OATP1B1 polymorphism as a determinant of erythromycin disposition

Abstract

Previous studies have demonstrated that the pharmacokinetic profile of erythromycin, a probe for CYP3A4 activity, is affected by inhibitors or inducers of hepatic solute carriers. We hypothesized that these interactions are mediated by OATP1B1 (gene symbol, SLCO1B1), a polypeptide expressed on the basolateral surface of hepatocytes. Using stably transfected Flp-In T-Rex293 cells, erythromycin was found to be a substrate for OATP1B1*1A (wild type) with a Michaelis-Menten constant of ~13 µmol/l, and that its transport was reduced by ~50% in cells expressing OATP1B1*5 (V174A). Deficiency of the ortholog transporter Oatp1b2 in mice was associated with a 52% decrease in the metabolic rate of erythromycin (P = 0.000043). In line with these observations, in humans the c.521T>C variant in SLCO1B1 (rs4149056), encoding OATP1B1*5, was associated with a decline in erythromycin metabolism (P = 0.0072). These results suggest that impairment of OATP1B1 function can alter erythromycin metabolism, independent of changes in CYP3A4 activity.

Figure 1

In vitro transport studies of erythromycin. (A) Transport of [6,7-³H(N)]estradiol-17β-Dglucuronide (E2-17β-glu), a positive control, by human OATP1B1 and mouse Oatp1b2 was evaluated with constructs transfected into mammalian cells (E2-17β-glu concentration, 0.1 µM; 15-min incubations) in the absence or presence of rifampin (200 µM; 15-min pre-incubation). (B) Transport of [¹⁴C-N-methyl]erythromycin (erythromycin) by human OATP1B1 and mouse Oatp1b2 was evaluated in transfected into cells (erythromycin concentration, 0.1 µM; 15-min incubations) in the absence or presence of rifampin (200 µM; 15-min pre-incubation). (C) Characterization of erythromycin concentration-dependent transport by human OATP1B1. (D) Transport of E2-17β-glu (0.1 µM; 15-min incubations) and erythromycin (concentration, 0.1 µM; 60-min incubations) was evaluated in Flp-In T-Rex293 cells transfected with OATP1B1*1A (wildtype), OATP1B1*1B [c.388A>G (N130D); rs2306283], OATP1B1*5 [c.521T>C (V174A); rs4149056], or OATP1B1*15 (N130D, V174A) . All data represent the mean of at least 6 observations, and are expressed as the average percent of uptake values in cells transfected with an empty vector (VC). Error bars represent the standard error. The star (*) denotes a significant difference from each corresponding VC (P < 0.05).

Figure 2

Theoretical influence of Oatp1b2-knockout on the metabolism of [¹⁴C-Nmethyl] erythromycin (¹⁴C-ER) in mice following an erythromycin breath test.

Figure 3

Loss of Oatp1b2 in mice alters erythromycin metabolism without impacting Cyp3a function. (A) Time course of cumulative exhaled ⁴CO₂ was evaluated in wildtype mice and Oatp1b2-deficient [Oatp1b2(−/−)] mice using 12 animals per group, representing triplicate observations from an experiment performed on 4 separate occasions. (B) Pairwise comparison of select genes encoding transporter or enzymes of known or suspected relevance to erythromycin was evaluated at baseline in livers of wildtype mice and Oatp1b2(−/−) mice using 5 animals per group. (C/D) Protein expression for Cyp3a11, normalized to β-actin in livers of wildtype mice and Oatp1b2(−/−) was evaluated using Western blotting on samples from 4 animals per group. (E) Hepatic microsomal Cyp3a activity in the same livers, as determined by midazolam hydroxylation.

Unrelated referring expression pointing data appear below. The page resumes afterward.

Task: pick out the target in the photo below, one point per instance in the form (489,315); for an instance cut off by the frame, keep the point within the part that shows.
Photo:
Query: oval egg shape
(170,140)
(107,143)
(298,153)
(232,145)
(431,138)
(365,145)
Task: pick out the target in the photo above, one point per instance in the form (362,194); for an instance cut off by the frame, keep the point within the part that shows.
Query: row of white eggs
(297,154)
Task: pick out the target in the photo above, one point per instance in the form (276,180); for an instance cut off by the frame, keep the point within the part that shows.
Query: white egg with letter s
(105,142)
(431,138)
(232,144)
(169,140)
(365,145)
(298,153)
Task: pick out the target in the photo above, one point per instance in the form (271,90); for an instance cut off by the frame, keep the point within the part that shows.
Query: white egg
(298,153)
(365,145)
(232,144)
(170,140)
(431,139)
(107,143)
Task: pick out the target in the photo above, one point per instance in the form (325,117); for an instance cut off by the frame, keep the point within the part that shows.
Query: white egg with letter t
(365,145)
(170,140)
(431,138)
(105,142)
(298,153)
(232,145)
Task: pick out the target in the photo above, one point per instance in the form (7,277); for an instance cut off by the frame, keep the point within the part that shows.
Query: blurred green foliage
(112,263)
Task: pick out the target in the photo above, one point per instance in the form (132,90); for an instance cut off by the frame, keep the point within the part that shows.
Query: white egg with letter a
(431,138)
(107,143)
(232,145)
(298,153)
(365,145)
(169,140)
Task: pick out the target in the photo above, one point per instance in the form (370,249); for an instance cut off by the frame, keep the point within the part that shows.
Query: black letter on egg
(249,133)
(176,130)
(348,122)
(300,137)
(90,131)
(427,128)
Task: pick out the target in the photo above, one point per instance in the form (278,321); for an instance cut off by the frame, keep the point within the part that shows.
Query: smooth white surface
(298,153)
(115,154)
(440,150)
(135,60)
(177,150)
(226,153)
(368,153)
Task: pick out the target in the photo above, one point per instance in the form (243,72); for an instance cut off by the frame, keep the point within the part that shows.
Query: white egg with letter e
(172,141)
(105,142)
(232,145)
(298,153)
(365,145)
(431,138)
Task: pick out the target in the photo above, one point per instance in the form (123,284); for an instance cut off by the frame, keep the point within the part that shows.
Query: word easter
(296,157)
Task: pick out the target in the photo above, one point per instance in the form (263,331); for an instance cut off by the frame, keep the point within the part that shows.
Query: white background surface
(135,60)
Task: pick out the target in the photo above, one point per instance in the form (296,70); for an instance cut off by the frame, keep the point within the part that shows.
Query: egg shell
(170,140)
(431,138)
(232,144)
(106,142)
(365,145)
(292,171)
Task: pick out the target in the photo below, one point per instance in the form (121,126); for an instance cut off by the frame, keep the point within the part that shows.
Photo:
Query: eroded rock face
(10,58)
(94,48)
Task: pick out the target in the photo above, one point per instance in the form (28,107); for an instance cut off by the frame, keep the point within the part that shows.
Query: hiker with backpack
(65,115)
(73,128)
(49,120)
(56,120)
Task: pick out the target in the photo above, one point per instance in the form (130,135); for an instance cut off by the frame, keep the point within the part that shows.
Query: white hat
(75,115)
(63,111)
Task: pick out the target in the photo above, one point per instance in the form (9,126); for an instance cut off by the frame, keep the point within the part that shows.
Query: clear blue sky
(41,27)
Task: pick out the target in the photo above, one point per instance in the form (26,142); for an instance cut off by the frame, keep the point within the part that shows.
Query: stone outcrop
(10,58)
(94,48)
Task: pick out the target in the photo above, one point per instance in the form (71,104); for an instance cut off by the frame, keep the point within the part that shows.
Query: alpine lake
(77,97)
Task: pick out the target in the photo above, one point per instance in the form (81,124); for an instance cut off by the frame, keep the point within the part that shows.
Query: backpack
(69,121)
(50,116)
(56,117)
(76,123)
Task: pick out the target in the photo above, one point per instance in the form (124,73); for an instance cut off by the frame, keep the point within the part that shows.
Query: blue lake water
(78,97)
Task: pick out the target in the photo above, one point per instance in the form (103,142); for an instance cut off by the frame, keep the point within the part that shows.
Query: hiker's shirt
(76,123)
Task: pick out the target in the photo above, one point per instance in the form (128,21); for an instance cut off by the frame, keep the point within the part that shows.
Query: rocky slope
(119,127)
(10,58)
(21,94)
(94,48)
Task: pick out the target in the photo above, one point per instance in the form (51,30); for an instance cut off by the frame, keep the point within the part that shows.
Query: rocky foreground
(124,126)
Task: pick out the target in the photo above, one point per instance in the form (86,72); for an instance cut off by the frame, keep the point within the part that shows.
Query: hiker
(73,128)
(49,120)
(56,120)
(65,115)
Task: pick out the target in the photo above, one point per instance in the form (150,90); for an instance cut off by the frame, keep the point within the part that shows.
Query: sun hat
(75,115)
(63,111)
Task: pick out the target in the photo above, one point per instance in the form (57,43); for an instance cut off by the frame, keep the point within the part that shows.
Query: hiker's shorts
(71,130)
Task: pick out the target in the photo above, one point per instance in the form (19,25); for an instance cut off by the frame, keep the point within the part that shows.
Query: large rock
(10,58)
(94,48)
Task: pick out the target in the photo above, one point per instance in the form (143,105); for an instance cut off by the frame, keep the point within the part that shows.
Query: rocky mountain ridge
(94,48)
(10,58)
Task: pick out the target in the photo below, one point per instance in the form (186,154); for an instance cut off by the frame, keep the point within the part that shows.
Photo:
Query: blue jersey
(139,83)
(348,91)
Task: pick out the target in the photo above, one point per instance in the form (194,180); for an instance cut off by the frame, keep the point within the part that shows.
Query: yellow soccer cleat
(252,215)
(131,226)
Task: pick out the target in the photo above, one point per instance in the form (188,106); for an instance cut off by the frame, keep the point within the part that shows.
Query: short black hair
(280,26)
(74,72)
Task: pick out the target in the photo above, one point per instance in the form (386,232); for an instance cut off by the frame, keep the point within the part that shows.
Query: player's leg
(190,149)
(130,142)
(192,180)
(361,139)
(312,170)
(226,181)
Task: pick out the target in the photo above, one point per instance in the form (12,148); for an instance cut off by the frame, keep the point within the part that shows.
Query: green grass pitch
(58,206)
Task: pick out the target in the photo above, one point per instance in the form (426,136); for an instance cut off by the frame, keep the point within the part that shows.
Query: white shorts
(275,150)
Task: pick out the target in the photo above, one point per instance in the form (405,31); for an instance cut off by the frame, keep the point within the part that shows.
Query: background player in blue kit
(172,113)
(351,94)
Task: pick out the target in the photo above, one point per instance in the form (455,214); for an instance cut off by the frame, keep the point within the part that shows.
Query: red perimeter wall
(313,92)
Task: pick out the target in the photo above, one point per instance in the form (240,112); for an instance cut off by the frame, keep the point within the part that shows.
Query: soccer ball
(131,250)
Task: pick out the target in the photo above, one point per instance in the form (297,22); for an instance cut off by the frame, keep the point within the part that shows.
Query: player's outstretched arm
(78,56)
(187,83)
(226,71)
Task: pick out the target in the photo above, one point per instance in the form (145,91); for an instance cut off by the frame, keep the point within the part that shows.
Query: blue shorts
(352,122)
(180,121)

All data represent mean (bars) and SEM (error bars).

Figure 4

Erythromycin metabolism as a function of SLCO1B1 genotype. (A) Data were obtained in 91 predominantly white cancer patients undergoing an erythromycin breath test (ERMBT). The same information is shown after eliminating subjects expressing CYP3A5 (B), and those individuals with either the SLCO1B3 334TT (C) or the ABCC2 -24TT genotype (D). Each symbol represents an individual patient, and horizontal lines indicate median values. The P-value denotes a statistical comparison of the ERMBT results in the different genotype group, and a star (*) denotes a significant difference from each corresponding group with the reference SLCO1B1 genotype (P < 0.05).